The UST Miguel de Benavides Library launches the Spanish-English edition of the late Fr. Valentin Morales Marin, O.P.'s book, “Ensayo de una síntesis de los trabajos realizados por las Corporaciones Religiosas Españolas,” at the Blessed Pier Giorgio Frassati, O.P. Building, on Sept. 7. (Photo by Francia Denise M. Arizabal/ The Varsitarian)

The UST Miguel de Benavides Library has launched the bilingual edition of the controversial two-volume 1901 work by Fr. Valentin Marin Morales, defending the more than four-century record of the friar missionary orders in their work of evangelization in the Philippines amid attacks on them during the early US colonial period. 

Published by the library along with the UST Publishing House and UnionBank of the Philippines, “Ensayo de una Síntesis de los Trabajo Realizados por las Corporaciones Religiosas Españolas (Essay of a synthesis of the works accomplished by the Spanish religious corporations in the Philippines)”  was launched Sept. 7 at the UST Senior High School Library at the Blessed Giorgio Frassati Bldg. on Espana Blvd. 

UST Prefect of Libraries Rev.

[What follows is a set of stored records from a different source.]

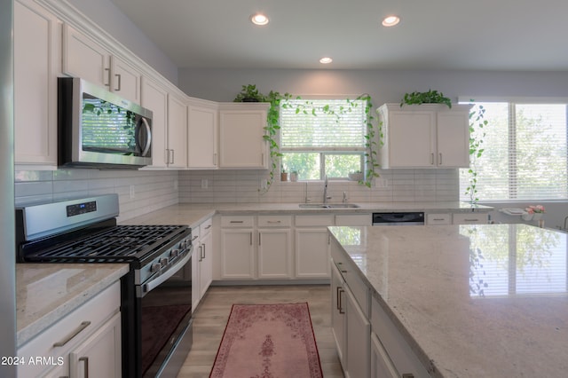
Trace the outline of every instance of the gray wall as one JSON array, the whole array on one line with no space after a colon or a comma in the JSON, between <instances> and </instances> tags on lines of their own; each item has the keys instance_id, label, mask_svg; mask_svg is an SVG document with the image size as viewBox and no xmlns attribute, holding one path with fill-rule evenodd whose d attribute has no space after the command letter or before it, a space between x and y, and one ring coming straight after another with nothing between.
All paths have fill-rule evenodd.
<instances>
[{"instance_id":1,"label":"gray wall","mask_svg":"<svg viewBox=\"0 0 568 378\"><path fill-rule=\"evenodd\" d=\"M178 84L178 67L116 5L109 0L68 2L165 78Z\"/></svg>"},{"instance_id":2,"label":"gray wall","mask_svg":"<svg viewBox=\"0 0 568 378\"><path fill-rule=\"evenodd\" d=\"M185 93L216 101L232 101L248 83L293 95L369 93L377 106L429 89L454 101L458 96L568 98L568 72L181 68L178 74Z\"/></svg>"}]
</instances>

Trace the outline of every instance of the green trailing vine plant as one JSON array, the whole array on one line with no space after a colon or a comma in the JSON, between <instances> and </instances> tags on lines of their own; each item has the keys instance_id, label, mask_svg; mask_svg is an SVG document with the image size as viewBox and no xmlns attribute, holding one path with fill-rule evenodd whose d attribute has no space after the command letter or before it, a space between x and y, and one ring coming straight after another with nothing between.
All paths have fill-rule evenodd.
<instances>
[{"instance_id":1,"label":"green trailing vine plant","mask_svg":"<svg viewBox=\"0 0 568 378\"><path fill-rule=\"evenodd\" d=\"M420 104L446 104L452 108L452 100L444 96L444 93L438 91L430 90L427 92L405 93L400 106L403 105L420 105Z\"/></svg>"},{"instance_id":2,"label":"green trailing vine plant","mask_svg":"<svg viewBox=\"0 0 568 378\"><path fill-rule=\"evenodd\" d=\"M479 201L479 198L477 198L477 171L476 164L485 151L483 147L484 138L485 137L484 128L488 124L485 115L485 109L481 105L472 107L469 112L469 168L468 169L469 177L465 194L469 196L469 202L472 204Z\"/></svg>"},{"instance_id":3,"label":"green trailing vine plant","mask_svg":"<svg viewBox=\"0 0 568 378\"><path fill-rule=\"evenodd\" d=\"M250 101L249 99L244 100L243 98L256 98L258 102L269 102L271 104L268 109L267 122L264 127L264 135L263 138L268 143L269 155L271 158L271 165L269 169L269 177L264 188L260 191L267 192L270 186L274 182L274 177L276 171L280 163L282 154L280 151L280 145L278 143L278 134L280 130L280 108L292 108L296 106L296 114L303 113L304 114L312 114L317 116L319 112L322 112L326 114L335 116L336 122L340 122L341 115L346 113L353 111L353 108L358 107L359 101L363 101L365 104L365 116L366 116L366 129L365 134L365 147L366 152L364 154L366 161L365 175L362 180L359 181L359 184L364 185L367 187L371 187L373 179L379 177L377 169L380 168L378 162L377 149L383 146L383 129L380 123L378 127L375 126L375 118L373 116L372 109L373 103L371 96L368 94L363 94L357 98L351 100L347 98L345 106L340 106L339 107L334 107L329 105L323 106L317 106L312 101L305 100L295 105L292 105L288 100L292 99L292 95L289 93L280 94L278 91L271 91L268 95L260 93L256 85L248 84L243 85L242 91L234 98L234 102ZM295 99L301 99L300 97L295 98Z\"/></svg>"}]
</instances>

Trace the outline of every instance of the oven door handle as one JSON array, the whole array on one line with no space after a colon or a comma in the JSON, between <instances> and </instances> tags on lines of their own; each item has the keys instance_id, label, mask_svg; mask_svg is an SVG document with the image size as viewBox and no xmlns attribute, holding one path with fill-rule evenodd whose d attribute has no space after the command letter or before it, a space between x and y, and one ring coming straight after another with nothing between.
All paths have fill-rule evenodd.
<instances>
[{"instance_id":1,"label":"oven door handle","mask_svg":"<svg viewBox=\"0 0 568 378\"><path fill-rule=\"evenodd\" d=\"M174 266L172 266L171 268L168 269L165 273L161 274L160 276L158 276L155 279L152 280L150 282L145 284L144 285L144 293L142 295L144 295L146 293L154 290L158 286L162 285L162 283L163 281L165 281L166 280L168 280L169 278L170 278L171 276L176 274L176 272L178 271L179 271L181 268L184 267L184 265L185 265L185 264L187 264L187 262L189 261L190 258L192 258L192 254L191 253L187 254L179 262L176 263L176 264Z\"/></svg>"}]
</instances>

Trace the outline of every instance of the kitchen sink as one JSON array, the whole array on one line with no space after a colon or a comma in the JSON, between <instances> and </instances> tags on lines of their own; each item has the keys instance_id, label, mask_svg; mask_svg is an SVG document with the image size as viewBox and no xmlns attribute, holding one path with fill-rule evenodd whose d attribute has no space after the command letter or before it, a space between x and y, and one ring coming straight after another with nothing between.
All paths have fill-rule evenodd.
<instances>
[{"instance_id":1,"label":"kitchen sink","mask_svg":"<svg viewBox=\"0 0 568 378\"><path fill-rule=\"evenodd\" d=\"M356 209L355 203L300 203L301 209Z\"/></svg>"}]
</instances>

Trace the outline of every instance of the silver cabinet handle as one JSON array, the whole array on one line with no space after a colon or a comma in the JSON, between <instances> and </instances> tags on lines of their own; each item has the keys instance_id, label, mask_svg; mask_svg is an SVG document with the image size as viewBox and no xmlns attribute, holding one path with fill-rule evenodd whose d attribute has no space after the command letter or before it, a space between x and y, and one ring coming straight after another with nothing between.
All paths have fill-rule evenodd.
<instances>
[{"instance_id":1,"label":"silver cabinet handle","mask_svg":"<svg viewBox=\"0 0 568 378\"><path fill-rule=\"evenodd\" d=\"M344 314L345 311L343 311L343 304L341 303L341 294L344 293L345 290L343 290L342 287L337 287L339 290L337 290L337 294L338 294L338 297L337 297L337 303L339 304L339 313L340 314Z\"/></svg>"},{"instance_id":2,"label":"silver cabinet handle","mask_svg":"<svg viewBox=\"0 0 568 378\"><path fill-rule=\"evenodd\" d=\"M110 68L105 68L105 71L106 72L106 79L108 79L108 83L105 83L105 86L110 88Z\"/></svg>"},{"instance_id":3,"label":"silver cabinet handle","mask_svg":"<svg viewBox=\"0 0 568 378\"><path fill-rule=\"evenodd\" d=\"M116 81L116 83L118 83L117 87L114 89L114 91L120 91L121 90L121 75L120 74L114 74L114 77L116 77L118 80Z\"/></svg>"},{"instance_id":4,"label":"silver cabinet handle","mask_svg":"<svg viewBox=\"0 0 568 378\"><path fill-rule=\"evenodd\" d=\"M54 348L57 347L62 347L63 345L67 344L67 343L69 343L75 336L76 336L77 335L79 335L81 333L81 331L83 331L83 329L85 329L87 327L89 327L91 325L91 322L86 320L86 321L82 321L81 324L79 325L79 327L77 327L73 332L71 332L69 335L67 335L63 340L61 340L60 342L57 342L53 344Z\"/></svg>"},{"instance_id":5,"label":"silver cabinet handle","mask_svg":"<svg viewBox=\"0 0 568 378\"><path fill-rule=\"evenodd\" d=\"M82 357L79 358L79 361L83 361L85 363L85 378L89 378L89 358L88 357Z\"/></svg>"}]
</instances>

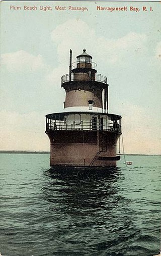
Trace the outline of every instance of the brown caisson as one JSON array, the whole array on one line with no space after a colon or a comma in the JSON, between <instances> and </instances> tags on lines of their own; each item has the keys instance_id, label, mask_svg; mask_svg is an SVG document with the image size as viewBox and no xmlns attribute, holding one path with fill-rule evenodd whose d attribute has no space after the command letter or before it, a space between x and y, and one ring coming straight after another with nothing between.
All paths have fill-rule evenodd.
<instances>
[{"instance_id":1,"label":"brown caisson","mask_svg":"<svg viewBox=\"0 0 161 256\"><path fill-rule=\"evenodd\" d=\"M63 111L46 116L50 141L50 166L97 169L116 166L119 115L108 113L107 78L98 74L92 57L83 53L61 77Z\"/></svg>"}]
</instances>

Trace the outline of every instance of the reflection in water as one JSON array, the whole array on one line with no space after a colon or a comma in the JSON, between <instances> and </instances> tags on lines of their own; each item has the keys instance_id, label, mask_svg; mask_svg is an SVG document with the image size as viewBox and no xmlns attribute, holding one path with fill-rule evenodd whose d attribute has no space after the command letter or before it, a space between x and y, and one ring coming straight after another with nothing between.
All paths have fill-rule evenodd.
<instances>
[{"instance_id":1,"label":"reflection in water","mask_svg":"<svg viewBox=\"0 0 161 256\"><path fill-rule=\"evenodd\" d=\"M64 254L68 251L67 243L72 252L73 245L79 243L82 252L87 249L94 255L103 251L105 255L125 255L126 241L137 237L139 232L128 217L130 200L120 193L124 179L120 170L73 176L51 169L44 174L49 178L43 188L44 199L52 214L61 216L59 228L63 233L58 239Z\"/></svg>"}]
</instances>

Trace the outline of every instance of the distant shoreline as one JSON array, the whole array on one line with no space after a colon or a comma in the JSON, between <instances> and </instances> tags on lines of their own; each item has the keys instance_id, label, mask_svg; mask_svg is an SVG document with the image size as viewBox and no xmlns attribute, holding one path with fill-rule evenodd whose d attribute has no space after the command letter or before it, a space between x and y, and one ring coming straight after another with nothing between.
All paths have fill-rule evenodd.
<instances>
[{"instance_id":1,"label":"distant shoreline","mask_svg":"<svg viewBox=\"0 0 161 256\"><path fill-rule=\"evenodd\" d=\"M2 154L50 154L49 151L23 151L23 150L0 150L0 153ZM120 156L123 156L123 154L117 154ZM146 154L125 154L125 156L160 156L160 155L146 155Z\"/></svg>"}]
</instances>

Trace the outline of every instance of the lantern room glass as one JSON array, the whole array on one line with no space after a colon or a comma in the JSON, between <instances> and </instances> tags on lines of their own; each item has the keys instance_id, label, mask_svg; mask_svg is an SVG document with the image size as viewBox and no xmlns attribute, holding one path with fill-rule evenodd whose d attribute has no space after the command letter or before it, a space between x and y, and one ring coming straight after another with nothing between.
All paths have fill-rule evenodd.
<instances>
[{"instance_id":1,"label":"lantern room glass","mask_svg":"<svg viewBox=\"0 0 161 256\"><path fill-rule=\"evenodd\" d=\"M80 56L77 58L77 63L91 63L91 58L88 56Z\"/></svg>"}]
</instances>

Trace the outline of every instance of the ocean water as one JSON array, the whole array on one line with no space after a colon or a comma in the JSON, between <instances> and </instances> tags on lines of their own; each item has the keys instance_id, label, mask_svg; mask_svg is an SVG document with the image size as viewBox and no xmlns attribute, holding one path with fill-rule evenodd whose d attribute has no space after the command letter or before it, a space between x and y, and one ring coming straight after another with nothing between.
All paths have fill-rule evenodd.
<instances>
[{"instance_id":1,"label":"ocean water","mask_svg":"<svg viewBox=\"0 0 161 256\"><path fill-rule=\"evenodd\" d=\"M105 175L53 173L49 155L1 154L2 255L152 256L160 250L159 156ZM80 175L79 175L80 174Z\"/></svg>"}]
</instances>

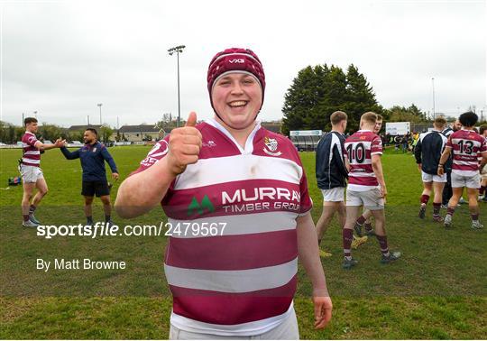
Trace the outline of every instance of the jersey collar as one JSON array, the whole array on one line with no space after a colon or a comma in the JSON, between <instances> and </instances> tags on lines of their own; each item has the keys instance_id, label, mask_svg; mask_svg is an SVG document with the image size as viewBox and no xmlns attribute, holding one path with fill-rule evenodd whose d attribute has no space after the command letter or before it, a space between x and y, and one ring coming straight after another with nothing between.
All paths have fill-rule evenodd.
<instances>
[{"instance_id":1,"label":"jersey collar","mask_svg":"<svg viewBox=\"0 0 487 341\"><path fill-rule=\"evenodd\" d=\"M226 128L225 126L220 124L220 123L218 123L215 118L208 118L207 120L205 121L205 123L210 124L211 126L213 126L214 128L216 128L216 130L218 130L222 134L224 134L226 137L228 137L230 139L230 141L232 141L232 143L234 143L235 147L238 148L238 150L240 151L240 153L242 153L242 154L252 154L253 153L253 138L255 137L255 134L257 134L259 129L261 129L261 121L260 120L255 120L255 127L253 127L251 134L249 134L249 137L247 137L247 141L245 142L245 148L242 148L242 146L235 141L234 136L232 136L232 134L228 132L228 130L226 130Z\"/></svg>"}]
</instances>

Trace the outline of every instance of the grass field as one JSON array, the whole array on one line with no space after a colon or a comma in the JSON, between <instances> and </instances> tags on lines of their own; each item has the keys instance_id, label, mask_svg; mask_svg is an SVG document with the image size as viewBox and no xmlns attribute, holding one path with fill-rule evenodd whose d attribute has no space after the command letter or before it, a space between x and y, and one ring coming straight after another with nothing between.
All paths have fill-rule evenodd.
<instances>
[{"instance_id":1,"label":"grass field","mask_svg":"<svg viewBox=\"0 0 487 341\"><path fill-rule=\"evenodd\" d=\"M148 147L115 147L122 180L137 168ZM171 300L162 272L165 237L58 237L50 240L20 227L22 188L7 188L17 175L20 150L0 150L0 338L166 338ZM321 193L314 175L315 155L301 153L315 221ZM410 154L387 151L387 230L391 249L403 258L379 263L377 241L354 252L360 263L341 269L341 231L336 222L323 245L333 256L322 260L334 301L334 318L325 330L312 327L310 282L299 269L295 306L302 338L484 338L487 335L487 236L470 229L468 208L454 217L446 231L417 217L420 175ZM42 156L50 187L36 217L52 225L84 223L78 161L57 151ZM115 183L115 193L120 181ZM481 219L487 205L481 205ZM442 214L445 212L442 211ZM95 218L102 219L99 201ZM156 207L124 224L159 224ZM38 257L126 261L125 271L49 272L35 270Z\"/></svg>"}]
</instances>

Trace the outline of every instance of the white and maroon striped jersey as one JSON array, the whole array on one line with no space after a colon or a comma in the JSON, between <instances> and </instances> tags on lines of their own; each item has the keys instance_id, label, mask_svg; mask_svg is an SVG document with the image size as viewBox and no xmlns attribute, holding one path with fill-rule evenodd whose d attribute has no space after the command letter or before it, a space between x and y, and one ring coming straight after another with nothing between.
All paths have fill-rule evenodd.
<instances>
[{"instance_id":1,"label":"white and maroon striped jersey","mask_svg":"<svg viewBox=\"0 0 487 341\"><path fill-rule=\"evenodd\" d=\"M370 130L359 130L345 140L345 154L350 162L348 189L365 191L379 186L372 166L372 155L382 154L382 141Z\"/></svg>"},{"instance_id":2,"label":"white and maroon striped jersey","mask_svg":"<svg viewBox=\"0 0 487 341\"><path fill-rule=\"evenodd\" d=\"M22 136L22 148L23 155L22 156L22 163L27 166L41 166L41 152L35 148L37 142L35 134L31 132L25 132Z\"/></svg>"},{"instance_id":3,"label":"white and maroon striped jersey","mask_svg":"<svg viewBox=\"0 0 487 341\"><path fill-rule=\"evenodd\" d=\"M161 202L180 234L169 238L164 271L173 295L171 323L225 336L264 333L292 311L298 272L296 218L311 209L304 169L285 136L257 124L242 148L216 121L197 125L197 163ZM159 142L136 170L168 152ZM223 235L193 227L225 225Z\"/></svg>"},{"instance_id":4,"label":"white and maroon striped jersey","mask_svg":"<svg viewBox=\"0 0 487 341\"><path fill-rule=\"evenodd\" d=\"M479 172L478 155L487 153L485 138L473 130L458 130L448 138L446 148L452 149L452 171L464 176Z\"/></svg>"}]
</instances>

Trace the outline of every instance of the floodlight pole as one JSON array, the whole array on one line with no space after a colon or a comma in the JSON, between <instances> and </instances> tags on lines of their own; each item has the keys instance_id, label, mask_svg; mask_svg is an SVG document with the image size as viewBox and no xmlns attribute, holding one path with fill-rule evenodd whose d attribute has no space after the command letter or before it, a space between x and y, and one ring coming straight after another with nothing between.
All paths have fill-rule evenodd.
<instances>
[{"instance_id":1,"label":"floodlight pole","mask_svg":"<svg viewBox=\"0 0 487 341\"><path fill-rule=\"evenodd\" d=\"M433 84L433 120L435 120L436 118L435 112L435 78L431 78L431 82Z\"/></svg>"},{"instance_id":2,"label":"floodlight pole","mask_svg":"<svg viewBox=\"0 0 487 341\"><path fill-rule=\"evenodd\" d=\"M182 53L184 48L186 48L185 45L179 45L168 50L170 56L172 56L172 54L176 52L176 56L178 58L178 127L179 127L181 122L181 104L179 97L179 52Z\"/></svg>"},{"instance_id":3,"label":"floodlight pole","mask_svg":"<svg viewBox=\"0 0 487 341\"><path fill-rule=\"evenodd\" d=\"M100 125L102 124L102 121L101 121L101 106L103 106L103 103L98 103L96 106L98 106L100 107Z\"/></svg>"}]
</instances>

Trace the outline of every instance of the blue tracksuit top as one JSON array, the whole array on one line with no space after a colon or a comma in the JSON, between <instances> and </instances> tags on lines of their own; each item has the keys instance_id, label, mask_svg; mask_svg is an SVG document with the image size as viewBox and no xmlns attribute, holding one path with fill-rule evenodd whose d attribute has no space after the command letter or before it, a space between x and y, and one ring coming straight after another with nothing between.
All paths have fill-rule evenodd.
<instances>
[{"instance_id":1,"label":"blue tracksuit top","mask_svg":"<svg viewBox=\"0 0 487 341\"><path fill-rule=\"evenodd\" d=\"M60 151L68 160L79 158L83 169L83 181L106 181L106 161L110 165L112 173L118 173L114 158L106 147L97 141L94 144L85 144L78 151L69 152L66 147L61 147Z\"/></svg>"}]
</instances>

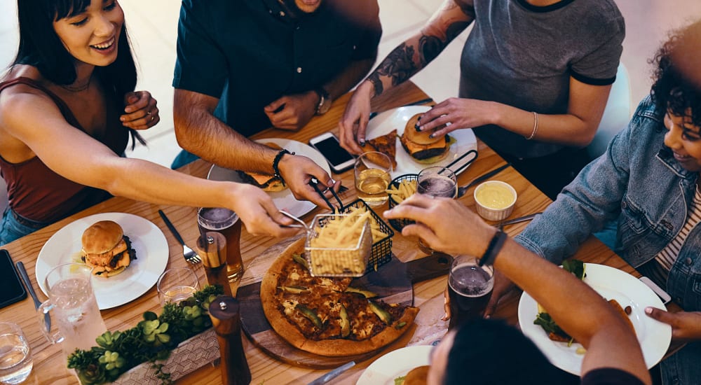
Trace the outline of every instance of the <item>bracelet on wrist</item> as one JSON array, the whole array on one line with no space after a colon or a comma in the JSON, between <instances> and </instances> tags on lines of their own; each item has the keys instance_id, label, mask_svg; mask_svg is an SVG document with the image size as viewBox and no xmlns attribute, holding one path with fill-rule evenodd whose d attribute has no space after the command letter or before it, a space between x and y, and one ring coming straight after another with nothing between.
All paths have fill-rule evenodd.
<instances>
[{"instance_id":1,"label":"bracelet on wrist","mask_svg":"<svg viewBox=\"0 0 701 385\"><path fill-rule=\"evenodd\" d=\"M486 246L484 254L479 258L479 265L494 265L496 255L501 251L501 248L504 246L504 242L508 237L505 232L501 230L497 230L494 236L491 237L491 240L489 241L489 245Z\"/></svg>"},{"instance_id":2,"label":"bracelet on wrist","mask_svg":"<svg viewBox=\"0 0 701 385\"><path fill-rule=\"evenodd\" d=\"M290 151L285 150L285 148L283 148L282 150L278 152L278 154L275 155L275 159L273 160L273 172L275 173L273 174L273 176L275 178L280 178L280 181L283 182L283 185L285 184L285 179L283 178L283 176L280 174L279 167L280 167L280 160L282 160L283 157L285 156L285 155L294 155L294 153L290 153Z\"/></svg>"}]
</instances>

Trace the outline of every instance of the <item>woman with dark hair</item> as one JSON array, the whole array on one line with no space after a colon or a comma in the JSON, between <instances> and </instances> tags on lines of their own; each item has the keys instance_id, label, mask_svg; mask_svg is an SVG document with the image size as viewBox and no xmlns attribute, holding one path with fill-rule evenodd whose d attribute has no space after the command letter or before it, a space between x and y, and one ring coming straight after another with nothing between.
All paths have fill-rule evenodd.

Fr. Angel A. Aparicio, O.P. said that Father Marin (1860-1921) gave new context and “added light” to the country’s history with the Spaniards through historical interrogation.

“A great thinker is the man who asks the questions … about new things or context,” he said. “This is precisely what Marin [did]: he asked questions about the land, the political conditions at the arrival of the Spaniards, about the social conditions, religious system.” 

“He (did) not answer all the questions, yes, but shed some light upon them,” he added.

Former UST archivist Prof. Regalado Trota Jose said that Ensayo “counteracted” the attacks against the friars when the Americans came to the country.

“[Marin’s] essay of a synthesis of the works accomplished by the Spanish religious corporations in the Philippines was written to counteract the negative propaganda about the friars during the transition from the Spanish to American rule,” he said.  

He also likened the stewardship of knowledge through archives and libraries to the Catholic doctrine of loving God and his gifts. 

“If I were a Dominican in UST, I would preach about God’s love to raise a magnanimous requital of a treasure of accumulated knowledge in the archives, museum, and the red box section of the library,” he said. 

“If you love God, then you would love his endowment through careful custodianship, study, and promotion of works—such as Valentin Marin’s Ensayo,” he added.

Those in attendance during the launch include UST Rector Fr. Richard Ang, O.P., former UnionBank executive director for philanthropy Maria Gonzales Goolsby, Consul General of Spain Javier Martín García, and Instituto Cervantes de Manila director Javier Galvan.

An Andalucian who undertook medical studies but later dropped them to join the Dominicans, Father Marin finished his doctorate in philosophy and letters at the Universidad Central de Madrid.  

A journalist and social scientist, Father Marin was the director of Libertas, the daily newspaper published by UST from 1899 to 1918 to counter the anti-friar and anti-clerical propaganda of the secular press during the early American years. 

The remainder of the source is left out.